The contested bill, SB 3444, would shield AI labs from liability if their systems are used to cause mass casualties or property damage exceeding $1 billion, provided the developer published a safety framework online. OpenAI has backed the measure. Anthropic has come out against it.
According to people familiar with the matter, Anthropic has been lobbying Illinois state senator Bill Cunningham, who sponsored SB 3444, and other state lawmakers to either make major changes to the bill or reject it outright. Cesar Fernandez, Anthropic's head of US state and local government relations, stated in a message to WIRED: "We are opposed to this bill. Good transparency legislation needs to ensure public safety and accountability for the companies developing this powerful technology, not provide a get-out-of-jail-free card against all liability."
The core dispute centers on who bears responsibility in an AI-enabled disaster scenario. Under SB 3444, an AI lab would not be liable if a bad actor used its model to create a bioweapon causing mass casualties, so long as the lab had drafted and published its own safety framework.
OpenAI has framed the bill as a necessary measure to reduce risk from frontier AI systems while enabling broad access to the technology. In a statement, OpenAI spokesperson Liz Bourgeois said: "In the absence of federal action, we will continue to work with states to work toward a consistent safety framework. We hope these state laws will inform a national framework that will help ensure the US continues to lead."

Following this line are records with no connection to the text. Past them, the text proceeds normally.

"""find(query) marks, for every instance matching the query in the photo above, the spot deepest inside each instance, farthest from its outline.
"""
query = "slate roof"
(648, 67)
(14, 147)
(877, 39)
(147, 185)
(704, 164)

Anthropic takes the opposing view: companies developing frontier AI models should bear at least partial responsibility if their technology causes widespread societal harm. Thomas Woodside, cofounder and senior policy adviser at the Secure AI Project, told WIRED that existing liability law already provides "a powerful incentive for AI companies to take reasonable steps to prevent foreseeable risks." Removing that liability, he said, would be "a bad idea" because it weakens "the most significant form of legal accountability for AI companies that's already in place."
Anthropic is simultaneously backing an alternative measure, SB 3261, which it characterizes as one of the nation's strongest AI safety laws. That bill would require frontier AI developers to create public safety and child protection plans and have them tested by independent third-party auditors to assess effectiveness. Anthropic testified in favor of SB 3261 last week.
Illinois governor JB Pritzker's office issued a statement opposing the liability shield: "Governor Pritzker does not believe big tech companies should ever be given a full shield that evades responsibilities they should have to protect the public interest."
While AI policy experts assess the bill's chances of passage as remote, the conflict reveals a fault line between Anthropic and OpenAI that could widen as both companies intensify their lobbying presence across state legislatures. Anthropic, founded five years ago by former OpenAI employees, has built a public profile centered on articulating potential risks from advanced AI and advocating for protective safeguards—a stance that has drawn criticism from the Trump administration, which seeks to limit state-level AI regulations it views as development obstacles.